Hartwig attributes his longevity to staying injury-free, if not pain-free.

“My body hurts all the time,” said Hartwig, who lives in Jonesboro, Ark. “Nothing’s broken. I don’t have any injuries, but little things hurt all the time.”

After falling short of the Olympic team in 2004, Hartwig said there was no way he’d be back this year. It wasn’t that he wanted to quit — he just didn’t think he’d still be competitive.

“I never thought, as a 36-year-old, that it would be possible to be anywhere close to this level as a 40-year-old,” he said. “Yet I attribute my success as a 40-year-old to the fact that I just never quit.”

Manson has jumped in excess of 18 feet every year since 1985, hooked on the fun of it.

“You run down and you have a big takeoff, then you swing your body up to vertical, then you have all this energy stored up in the pole and in the momentum of your body,” Manson said. “Then it all comes together when the pole launches you off the top. When you do it right, it’s just a real thrill.”

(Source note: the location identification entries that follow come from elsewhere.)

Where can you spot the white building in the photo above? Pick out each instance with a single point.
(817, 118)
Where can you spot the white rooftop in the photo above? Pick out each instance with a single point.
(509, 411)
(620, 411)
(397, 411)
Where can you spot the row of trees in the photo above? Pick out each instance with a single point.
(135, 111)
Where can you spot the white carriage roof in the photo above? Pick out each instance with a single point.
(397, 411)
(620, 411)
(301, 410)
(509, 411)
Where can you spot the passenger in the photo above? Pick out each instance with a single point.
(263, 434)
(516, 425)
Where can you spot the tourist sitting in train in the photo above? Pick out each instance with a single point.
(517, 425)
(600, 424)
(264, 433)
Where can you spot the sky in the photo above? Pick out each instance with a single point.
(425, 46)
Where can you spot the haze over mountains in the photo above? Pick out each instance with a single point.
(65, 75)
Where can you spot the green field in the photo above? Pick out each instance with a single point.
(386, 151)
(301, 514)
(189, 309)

Hartwig was second at the Olympic Trials. Brad Walker, who was third, won the gold medal at the world championships last year and is considered the favorite here, coming into the meet with the best vault in the world this year, 19-93/4. Qualifications are today.

Hartwig’s best this year is 18-8-3/4.

“I enjoy not only the training, the competition, the travel, just being around all the other pole vaulters,” Hartwig said. “My best friends in the world are the other vaulters. If I could go 10 more years, I would.”